By the nineteenth century, white Southerners regularly publicized established treatments as well as new ones. For example, John S. Wilson, a physician from Columbus, Georgia, who had practiced in south Alabama, published articles in the American Cotton Planter and edited a “Health Department” for Godey’s Lady’s Book during the 1850s. He was at work on a book called The Plantation and Family Physician when the Civil War broke out, and in 1863, while serving as a Confederate Army surgeon, he published a sixteen-page booklet entitled The Southern Soldier’s Health Guide. Nothing illustrates the persistence of traditional medicine in the region better than the fact that during that same year, the Surgeon General’s Office of the Confederacy in Richmond issued a “Standard Supply Table of the Indigenous Remedies for Field Service and the Sick in General Hospitals.” Confederate soldiers were reminded that, “The interests of the government which they serve, and the importance of relying upon the internal resources of their own country, should prompt the adopting as far as practicable, of these remedies as substitutes for articles which can now be obtained only by importation.” 

The motivation for self-sufficiency in health care, both regional and individual, dwindled away in the South during the century after the Civil War.

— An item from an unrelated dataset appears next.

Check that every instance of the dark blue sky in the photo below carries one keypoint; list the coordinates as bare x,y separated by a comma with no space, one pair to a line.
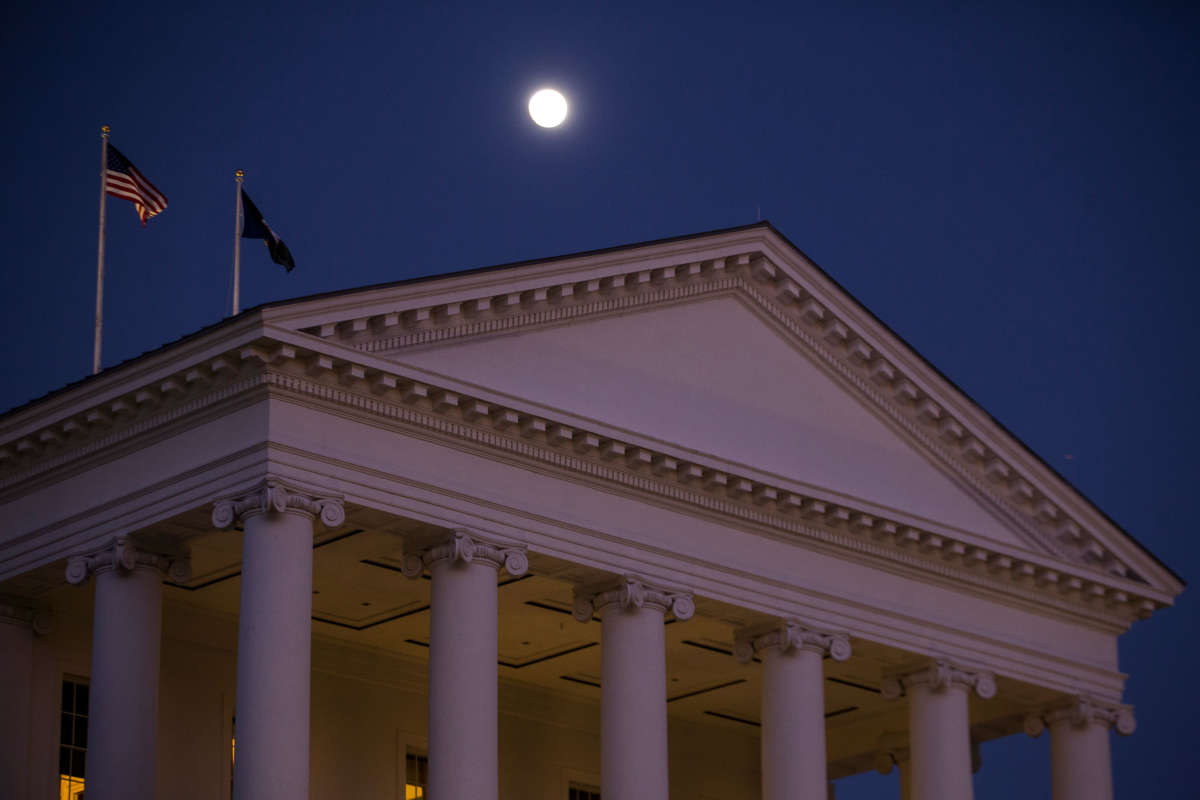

Slowly, medical treatment by professional, scientific doctors became more commonplace and pervasive; methods of self-help were increasingly frowned upon, prohibited or forgotten. But the principles behind Southern traditional medicine never quite died out, and now, in the face of a highly institutionalized, bureaucratized and unresponsive modern health system, they are taking on renewed life. 

Imagine a time when healers give individualized attention to the sick, understanding the need to treat a specific illness as part of the whole person and to view each individual as part of a community. Consider a place where simple and organic treatments are applied with the smallest expense and the least bureaucracy possible. Conceive a society where no yawning chasm exists between the care purchased by a few and the care received by all. If these conditions prevailed in the early South to an unrecognized degree, there may well be a place for such principles of traditional medicine again somewhere in the future of the region.